Crypto-Anarchy and Virtual Communities
by Timothy C. May
This paper describes the combination of two major technologies:
Strong Crypto: including encryption, digital signatures, digital cash, digital mixes
(remailers), and related technologies.
Cyberspatial Virtual Communities: including networks,
anonymous communications, MUDs and MOOs, and "Multiverse"- type
These areas have generally remained separate, at least in published
papers. Certainly the developers of cyberspace systems, such as MUDs,
MOOs, and Habitat-like systems, appreciate the importance of
cryptography for user authentication, overall security, and certainly
for (eventual) digital purchase of services. But for the most part the
combination of these two areas has been the province of the science
fiction writer, notably writers such as Vernor Vinge, William Gibson,
Bruce Sterling, and Orson Scott Card.
The "Cypherpunks" group, a loose, anarchic mailing list and group of
hackers, was formed by several of us in 1992 as a group to make concrete
some of the abstract ideas often presented at conferences. We've had
some successes, and some failures.
The Cypherpunks group also appeared at a fortuitous time, as PGP was
becoming popular, as Wired magazine appeared (they featured us on the
cover of their second issue), and as the publicity (hype?) about the
Information Superhighway and the World Wide Web reached a crescendo.
The site ftp.csua.berkeley.edu has a number of essays and files,
including crypto files, in the
directory pub/cypherpunks. I have also written/compiled a very large
(1.3 MB) FAQ on these
issues, the Cyphernomicon, available at various sites, including my ftp
directory, ftp.netcom.com, in the directory pub/tc/tcmay.

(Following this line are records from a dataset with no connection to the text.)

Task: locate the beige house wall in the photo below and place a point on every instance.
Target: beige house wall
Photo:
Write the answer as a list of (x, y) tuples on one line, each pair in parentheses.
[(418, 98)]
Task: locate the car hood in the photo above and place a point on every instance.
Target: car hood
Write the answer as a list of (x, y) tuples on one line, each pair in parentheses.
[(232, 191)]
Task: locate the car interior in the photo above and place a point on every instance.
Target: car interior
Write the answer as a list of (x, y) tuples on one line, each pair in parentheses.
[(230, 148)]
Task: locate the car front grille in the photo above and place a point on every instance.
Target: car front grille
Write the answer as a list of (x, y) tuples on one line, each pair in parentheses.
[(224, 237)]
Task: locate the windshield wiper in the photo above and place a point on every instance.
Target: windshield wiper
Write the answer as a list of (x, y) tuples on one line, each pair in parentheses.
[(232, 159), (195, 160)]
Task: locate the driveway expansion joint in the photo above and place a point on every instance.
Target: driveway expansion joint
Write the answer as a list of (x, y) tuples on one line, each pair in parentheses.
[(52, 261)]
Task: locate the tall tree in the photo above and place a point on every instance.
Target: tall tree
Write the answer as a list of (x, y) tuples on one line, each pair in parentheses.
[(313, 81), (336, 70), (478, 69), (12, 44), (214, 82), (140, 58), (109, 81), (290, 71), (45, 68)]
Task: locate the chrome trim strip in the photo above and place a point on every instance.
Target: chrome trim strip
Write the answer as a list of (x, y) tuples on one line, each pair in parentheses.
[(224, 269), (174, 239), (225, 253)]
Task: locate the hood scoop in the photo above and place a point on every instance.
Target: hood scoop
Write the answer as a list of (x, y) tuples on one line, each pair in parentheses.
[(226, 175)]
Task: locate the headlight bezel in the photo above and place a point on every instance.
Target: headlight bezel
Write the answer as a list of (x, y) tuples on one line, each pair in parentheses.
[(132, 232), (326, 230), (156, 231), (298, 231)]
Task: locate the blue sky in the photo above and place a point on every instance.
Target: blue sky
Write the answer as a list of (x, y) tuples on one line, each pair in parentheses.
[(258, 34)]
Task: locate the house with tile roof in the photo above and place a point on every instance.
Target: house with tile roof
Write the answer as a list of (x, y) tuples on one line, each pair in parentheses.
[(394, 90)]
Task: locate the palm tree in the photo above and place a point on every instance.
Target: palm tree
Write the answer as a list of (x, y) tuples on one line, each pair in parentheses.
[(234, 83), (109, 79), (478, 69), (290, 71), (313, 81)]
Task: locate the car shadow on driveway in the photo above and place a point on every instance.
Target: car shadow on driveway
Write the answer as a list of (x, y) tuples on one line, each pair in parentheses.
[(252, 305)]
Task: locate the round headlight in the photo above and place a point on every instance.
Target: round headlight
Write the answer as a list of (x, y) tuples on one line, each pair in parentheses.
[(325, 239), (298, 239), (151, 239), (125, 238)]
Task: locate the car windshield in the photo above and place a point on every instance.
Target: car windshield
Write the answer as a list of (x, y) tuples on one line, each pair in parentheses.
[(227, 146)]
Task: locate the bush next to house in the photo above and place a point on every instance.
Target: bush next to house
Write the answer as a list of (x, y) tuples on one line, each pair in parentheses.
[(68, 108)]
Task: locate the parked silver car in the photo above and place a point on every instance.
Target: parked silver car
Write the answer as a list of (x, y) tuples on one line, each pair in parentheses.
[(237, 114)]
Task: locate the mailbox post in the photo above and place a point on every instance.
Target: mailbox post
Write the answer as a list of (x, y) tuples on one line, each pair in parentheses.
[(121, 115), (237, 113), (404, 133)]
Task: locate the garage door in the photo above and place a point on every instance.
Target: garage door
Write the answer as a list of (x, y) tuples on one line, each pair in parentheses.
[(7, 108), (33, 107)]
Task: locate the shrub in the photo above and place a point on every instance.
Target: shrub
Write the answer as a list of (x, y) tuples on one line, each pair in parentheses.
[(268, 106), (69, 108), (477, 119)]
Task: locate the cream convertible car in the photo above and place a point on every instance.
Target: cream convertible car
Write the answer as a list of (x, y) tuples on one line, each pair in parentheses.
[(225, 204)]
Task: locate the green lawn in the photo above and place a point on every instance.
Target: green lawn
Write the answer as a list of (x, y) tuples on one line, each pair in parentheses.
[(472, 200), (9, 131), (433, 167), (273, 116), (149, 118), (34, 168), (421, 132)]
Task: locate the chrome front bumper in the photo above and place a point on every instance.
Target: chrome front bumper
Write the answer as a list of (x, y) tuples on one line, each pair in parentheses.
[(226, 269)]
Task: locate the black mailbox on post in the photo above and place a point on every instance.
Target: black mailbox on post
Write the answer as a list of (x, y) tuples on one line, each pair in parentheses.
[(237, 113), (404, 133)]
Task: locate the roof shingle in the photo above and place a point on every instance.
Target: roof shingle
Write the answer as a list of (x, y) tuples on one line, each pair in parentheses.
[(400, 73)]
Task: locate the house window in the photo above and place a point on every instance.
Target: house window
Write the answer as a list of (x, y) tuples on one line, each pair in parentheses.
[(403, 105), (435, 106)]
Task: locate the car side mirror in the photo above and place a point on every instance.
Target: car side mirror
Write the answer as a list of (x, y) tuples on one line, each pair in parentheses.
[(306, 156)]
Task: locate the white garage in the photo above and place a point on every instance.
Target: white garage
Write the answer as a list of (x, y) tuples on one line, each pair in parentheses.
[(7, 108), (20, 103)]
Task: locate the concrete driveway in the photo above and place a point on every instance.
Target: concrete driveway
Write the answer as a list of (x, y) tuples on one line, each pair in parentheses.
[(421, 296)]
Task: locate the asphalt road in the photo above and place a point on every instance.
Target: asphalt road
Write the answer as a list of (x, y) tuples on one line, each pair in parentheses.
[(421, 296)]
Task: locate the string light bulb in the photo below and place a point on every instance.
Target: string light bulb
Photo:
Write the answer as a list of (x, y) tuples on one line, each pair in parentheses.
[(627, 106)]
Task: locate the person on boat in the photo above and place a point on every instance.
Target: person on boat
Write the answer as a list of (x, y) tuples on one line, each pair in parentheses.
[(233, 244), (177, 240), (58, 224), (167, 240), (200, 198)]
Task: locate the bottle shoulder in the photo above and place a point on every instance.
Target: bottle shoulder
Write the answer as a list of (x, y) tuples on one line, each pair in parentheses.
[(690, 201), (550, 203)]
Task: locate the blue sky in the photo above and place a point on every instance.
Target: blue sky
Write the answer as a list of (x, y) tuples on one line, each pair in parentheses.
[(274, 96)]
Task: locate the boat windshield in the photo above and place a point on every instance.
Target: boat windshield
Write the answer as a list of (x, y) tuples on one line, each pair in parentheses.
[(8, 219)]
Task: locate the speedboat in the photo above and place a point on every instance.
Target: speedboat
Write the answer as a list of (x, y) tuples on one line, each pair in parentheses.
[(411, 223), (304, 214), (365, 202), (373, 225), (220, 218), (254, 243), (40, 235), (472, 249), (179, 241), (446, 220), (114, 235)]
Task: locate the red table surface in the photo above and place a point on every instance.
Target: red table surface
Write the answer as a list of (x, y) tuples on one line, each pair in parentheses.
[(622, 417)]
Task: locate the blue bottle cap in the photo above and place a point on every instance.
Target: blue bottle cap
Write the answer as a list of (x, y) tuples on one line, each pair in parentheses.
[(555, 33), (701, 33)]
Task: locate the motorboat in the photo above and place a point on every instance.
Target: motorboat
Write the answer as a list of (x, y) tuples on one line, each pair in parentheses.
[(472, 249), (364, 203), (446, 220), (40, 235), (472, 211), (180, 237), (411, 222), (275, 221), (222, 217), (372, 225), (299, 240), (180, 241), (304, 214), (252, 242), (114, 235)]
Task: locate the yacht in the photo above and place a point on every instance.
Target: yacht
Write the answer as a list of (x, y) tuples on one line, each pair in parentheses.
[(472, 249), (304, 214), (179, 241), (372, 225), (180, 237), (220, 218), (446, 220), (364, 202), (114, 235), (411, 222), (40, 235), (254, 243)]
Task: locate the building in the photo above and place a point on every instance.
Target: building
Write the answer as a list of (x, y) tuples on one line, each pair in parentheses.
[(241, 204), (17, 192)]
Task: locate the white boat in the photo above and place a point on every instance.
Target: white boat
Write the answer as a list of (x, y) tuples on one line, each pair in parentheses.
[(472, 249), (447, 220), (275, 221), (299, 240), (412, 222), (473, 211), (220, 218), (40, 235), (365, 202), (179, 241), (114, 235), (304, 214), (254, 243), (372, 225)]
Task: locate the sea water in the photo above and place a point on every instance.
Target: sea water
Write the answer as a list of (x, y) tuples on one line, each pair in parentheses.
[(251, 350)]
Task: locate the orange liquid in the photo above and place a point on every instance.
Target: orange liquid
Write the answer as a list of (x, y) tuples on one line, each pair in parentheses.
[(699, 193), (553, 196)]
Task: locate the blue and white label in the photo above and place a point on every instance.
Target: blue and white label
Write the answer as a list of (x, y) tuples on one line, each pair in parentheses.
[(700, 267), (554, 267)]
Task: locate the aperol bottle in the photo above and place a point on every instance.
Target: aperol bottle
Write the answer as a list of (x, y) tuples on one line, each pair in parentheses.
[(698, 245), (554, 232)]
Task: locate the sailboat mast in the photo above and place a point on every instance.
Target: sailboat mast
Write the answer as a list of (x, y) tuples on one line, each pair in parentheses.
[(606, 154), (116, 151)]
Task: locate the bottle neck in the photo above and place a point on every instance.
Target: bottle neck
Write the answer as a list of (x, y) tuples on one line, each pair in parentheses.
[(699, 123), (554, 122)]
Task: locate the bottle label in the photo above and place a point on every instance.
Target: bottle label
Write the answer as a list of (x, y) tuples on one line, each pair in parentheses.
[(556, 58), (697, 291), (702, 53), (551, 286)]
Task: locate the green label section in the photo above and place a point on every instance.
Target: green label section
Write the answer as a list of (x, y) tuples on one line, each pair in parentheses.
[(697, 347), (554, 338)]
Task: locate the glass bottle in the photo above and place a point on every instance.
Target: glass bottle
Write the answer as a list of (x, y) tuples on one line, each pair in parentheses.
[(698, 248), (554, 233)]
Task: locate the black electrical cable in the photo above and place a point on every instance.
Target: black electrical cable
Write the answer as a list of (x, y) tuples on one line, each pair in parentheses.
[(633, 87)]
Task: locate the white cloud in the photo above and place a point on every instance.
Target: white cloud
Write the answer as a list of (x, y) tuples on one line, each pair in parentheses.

The Cypherpunks group is also a pretty good example of a "virtual
community." Scattered around the world, communicating electronically in
matters of minutes, and seeming oblivious to local laws, the Cypherpunks
are indeed a community, and a virtual one. Many members use pseudonyms,
and use anonymous remailers to communicate with the list.
The list itself thus behaves as a "message pool," a place where
information of all sort may be
anonymous deposited and anonymous received (since everyone sees the
entire list, like a
newspaper, the intended recipient is anonymized). Legal Caveat: Consult
your local laws before applying any of the methods described here. In
some jurisdictions, it may be illegal to even read papers like this
(seriously). In particular, I generally won't be giving ftp site
addresses for copies of PGP, remailer access, digital cash systems, etc.
These are well-covered in more current forums, e.g., sci.crypt or
talk.politics.crypto, and there are some unresolved issues about whether
giving the address of such sites constitutes (or "aids and abets")
violation of various export and munitions laws (crypto is considered a
munition in the U.S. and probably elsewhere.... Some nations consider a
laser printer to be a munitions item!).